From Celts to Normans: brief history of the populations that settled in the British Isles from the Celts around 700 BC until the conquest of the Normans in 1066.
In the image below, the time line that also explains how the different populations with their culture and language have contributed to the development of modern English.
When studying a language it is easy to come across words or structures that have similarities to different linguistic strains. The English language, for example, is a substantially Germanic language, but it has many words of Latin and French origin in the common vocabulary, so it is easy to understand how contacts with those peoples were long-lasting and popular enough to influence and modify the language of the dominant people, which has retained that linguistic part capable of representing part of the cultural reality of that specific historical period.
Where did they come from?
- The term ‘Celts’ is a general name given to the ancient tribal groups which spanned across western and central Europe during the Late Bronze Age and into the Iron Age.

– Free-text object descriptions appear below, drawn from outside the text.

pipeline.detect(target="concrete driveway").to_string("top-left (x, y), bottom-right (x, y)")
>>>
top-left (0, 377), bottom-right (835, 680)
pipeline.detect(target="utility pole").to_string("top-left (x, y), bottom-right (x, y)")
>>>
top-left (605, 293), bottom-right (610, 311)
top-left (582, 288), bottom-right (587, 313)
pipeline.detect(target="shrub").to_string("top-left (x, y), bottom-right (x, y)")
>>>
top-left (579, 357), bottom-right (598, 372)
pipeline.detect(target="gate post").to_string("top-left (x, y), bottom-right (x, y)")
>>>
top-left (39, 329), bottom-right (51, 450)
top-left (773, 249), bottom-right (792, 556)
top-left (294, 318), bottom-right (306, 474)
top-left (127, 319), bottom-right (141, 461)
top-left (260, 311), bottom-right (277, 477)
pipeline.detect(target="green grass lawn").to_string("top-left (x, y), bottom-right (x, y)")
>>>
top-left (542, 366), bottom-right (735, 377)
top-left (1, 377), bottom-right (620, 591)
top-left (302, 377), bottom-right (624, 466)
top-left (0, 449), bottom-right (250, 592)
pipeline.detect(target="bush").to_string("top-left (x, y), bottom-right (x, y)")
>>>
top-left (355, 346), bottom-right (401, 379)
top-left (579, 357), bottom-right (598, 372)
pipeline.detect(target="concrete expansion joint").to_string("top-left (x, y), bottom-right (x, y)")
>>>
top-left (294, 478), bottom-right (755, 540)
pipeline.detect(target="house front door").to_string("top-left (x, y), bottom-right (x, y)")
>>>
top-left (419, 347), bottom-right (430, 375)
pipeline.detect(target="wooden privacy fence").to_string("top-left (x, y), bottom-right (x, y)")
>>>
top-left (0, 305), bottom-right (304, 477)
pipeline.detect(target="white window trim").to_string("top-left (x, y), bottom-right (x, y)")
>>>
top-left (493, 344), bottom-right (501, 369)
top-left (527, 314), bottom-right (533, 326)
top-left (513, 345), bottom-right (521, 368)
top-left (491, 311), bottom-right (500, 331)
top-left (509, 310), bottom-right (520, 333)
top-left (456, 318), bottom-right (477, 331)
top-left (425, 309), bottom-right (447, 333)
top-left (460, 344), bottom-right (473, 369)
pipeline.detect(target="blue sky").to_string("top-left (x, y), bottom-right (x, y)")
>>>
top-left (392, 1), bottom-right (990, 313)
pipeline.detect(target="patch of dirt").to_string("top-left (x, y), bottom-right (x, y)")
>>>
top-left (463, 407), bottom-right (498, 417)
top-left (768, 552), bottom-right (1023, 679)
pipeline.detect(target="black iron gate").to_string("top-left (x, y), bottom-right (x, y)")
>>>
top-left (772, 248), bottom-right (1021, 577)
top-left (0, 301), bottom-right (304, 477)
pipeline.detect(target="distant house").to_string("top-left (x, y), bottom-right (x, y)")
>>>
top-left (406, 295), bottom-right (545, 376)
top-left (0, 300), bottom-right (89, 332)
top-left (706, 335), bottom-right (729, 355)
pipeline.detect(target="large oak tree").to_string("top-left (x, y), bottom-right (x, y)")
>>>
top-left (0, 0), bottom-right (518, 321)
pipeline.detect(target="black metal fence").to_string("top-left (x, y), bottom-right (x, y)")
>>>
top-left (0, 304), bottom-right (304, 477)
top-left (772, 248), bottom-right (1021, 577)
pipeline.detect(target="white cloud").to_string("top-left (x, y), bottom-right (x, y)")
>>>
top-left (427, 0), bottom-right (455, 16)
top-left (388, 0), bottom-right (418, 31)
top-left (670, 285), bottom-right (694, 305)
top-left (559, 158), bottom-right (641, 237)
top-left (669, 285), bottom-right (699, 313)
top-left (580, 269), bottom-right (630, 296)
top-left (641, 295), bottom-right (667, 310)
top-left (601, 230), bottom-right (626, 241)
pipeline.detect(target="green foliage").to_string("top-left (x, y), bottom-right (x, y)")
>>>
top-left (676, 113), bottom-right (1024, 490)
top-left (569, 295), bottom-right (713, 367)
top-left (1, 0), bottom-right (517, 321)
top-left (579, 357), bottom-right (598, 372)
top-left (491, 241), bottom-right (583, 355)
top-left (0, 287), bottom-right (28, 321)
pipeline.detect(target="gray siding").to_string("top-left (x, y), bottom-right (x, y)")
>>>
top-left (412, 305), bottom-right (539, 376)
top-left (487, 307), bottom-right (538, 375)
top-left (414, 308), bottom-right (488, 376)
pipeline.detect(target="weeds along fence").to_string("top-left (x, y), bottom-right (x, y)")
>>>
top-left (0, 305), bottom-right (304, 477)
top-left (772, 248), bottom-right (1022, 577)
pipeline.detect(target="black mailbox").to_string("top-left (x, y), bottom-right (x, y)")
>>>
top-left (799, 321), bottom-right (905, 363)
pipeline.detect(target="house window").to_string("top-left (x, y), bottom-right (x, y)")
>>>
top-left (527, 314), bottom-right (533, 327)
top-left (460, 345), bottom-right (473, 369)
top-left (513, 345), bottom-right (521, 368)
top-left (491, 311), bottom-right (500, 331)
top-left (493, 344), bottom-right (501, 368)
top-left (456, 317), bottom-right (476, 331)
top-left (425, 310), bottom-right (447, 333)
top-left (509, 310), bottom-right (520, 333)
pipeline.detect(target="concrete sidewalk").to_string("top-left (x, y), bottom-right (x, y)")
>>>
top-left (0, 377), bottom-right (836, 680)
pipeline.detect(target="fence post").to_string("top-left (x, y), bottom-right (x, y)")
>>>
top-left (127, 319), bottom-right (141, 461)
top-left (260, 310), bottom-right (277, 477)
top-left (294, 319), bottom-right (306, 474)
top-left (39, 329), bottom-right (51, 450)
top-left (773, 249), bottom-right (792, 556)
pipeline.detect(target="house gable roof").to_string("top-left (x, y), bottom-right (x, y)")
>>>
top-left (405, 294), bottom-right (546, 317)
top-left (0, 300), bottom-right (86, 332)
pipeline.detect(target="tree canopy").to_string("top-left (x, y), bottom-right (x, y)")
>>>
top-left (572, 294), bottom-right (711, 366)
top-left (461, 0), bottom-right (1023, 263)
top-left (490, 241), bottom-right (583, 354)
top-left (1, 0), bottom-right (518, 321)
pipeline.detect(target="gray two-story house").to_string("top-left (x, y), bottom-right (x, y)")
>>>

- Around 700 BC, Celtic tribes coming from North and Western Europe settled in Britain.
- Celtic society was tribal, organised in extended families called clans.
- They lived in wooden huts with thatched roofs.
- The village was protected by a wooden palisade.
- Sometimes they built hill forts, surrounded by ditches filled with water.
- The Celts were warriors, and their weapons were made of iron.
- Women were almost equal to men: they sometimes ruled large tribes and fought bravely in battle.
- Their economy was based on fishing and agriculture; they are believed to have introduced the iron plough.
- The Celts worshipped the natural elements: the sun, the moon, and water.
- The Druids were priests, who performed rites in the woods and near the water.
- Druids were the most important figures in Celtic society: they filled the roles of judge, doctor, diviner, mystic and scholar.
Druids had their temples in groves, and mistletoe, a plant used to decorate British homes at Christmas, was considered holy.
Celtic summer ended on 31st October and Celts believed that evil ghosts entered the body of a living creature on that night, so they used to wear frightening costumes to send the spirits away. Later, Christians replaced the pagan practice and dedicated the 1st November to ‘All Hallows’ Day’. So, the 31st October became ‘All Hallows’ Eve’ (=Halloween).
From the Celtic languages, which are a group of related languages descended from Proto-Celtic, developed in the British Isles three living languages:
- Irish Gaelic, spoken in Ireland
- Scottish Gaelic, used in the north of Scotland
- Welsh Gaelic, whose native name is Cymraeg, is used in Wales as a national language together with English.
Britain (the name comes from the Greco-Roman word ‘Pretani’ → Britannia/Brittania) attracted Rome for its mild climate, due to the Gulf Stream, and also because it was a very productive land, that permitted the Celts to export corn and animals to the European mainland.
Julius Caesar first attempted to conquer England in 55 BC, but he didn’t succeed.
The Roman conquest actually began in 43 AD under Emperor Claudius. After three years the Romans gained control of the Central and Southeastern regions. The Romans tried to conquer Caledonia, as they called Scotland, but after a century without success Emperor Hadrian ordered to build a wall to the North to protect the Roman colony from the Scots raiders. Long stretches of Hadrian’s Wall still exist.
When the Empire began to collapse, Emperor Honorius was obliged to withdraw his soldiers to defend Rome in 409 A.D. The Roman settlers were left alone to fight against the Scots, the Irish and Saxon raiders from Germany.
The effects of Roman presence didn’t last long, but a few of them survive today.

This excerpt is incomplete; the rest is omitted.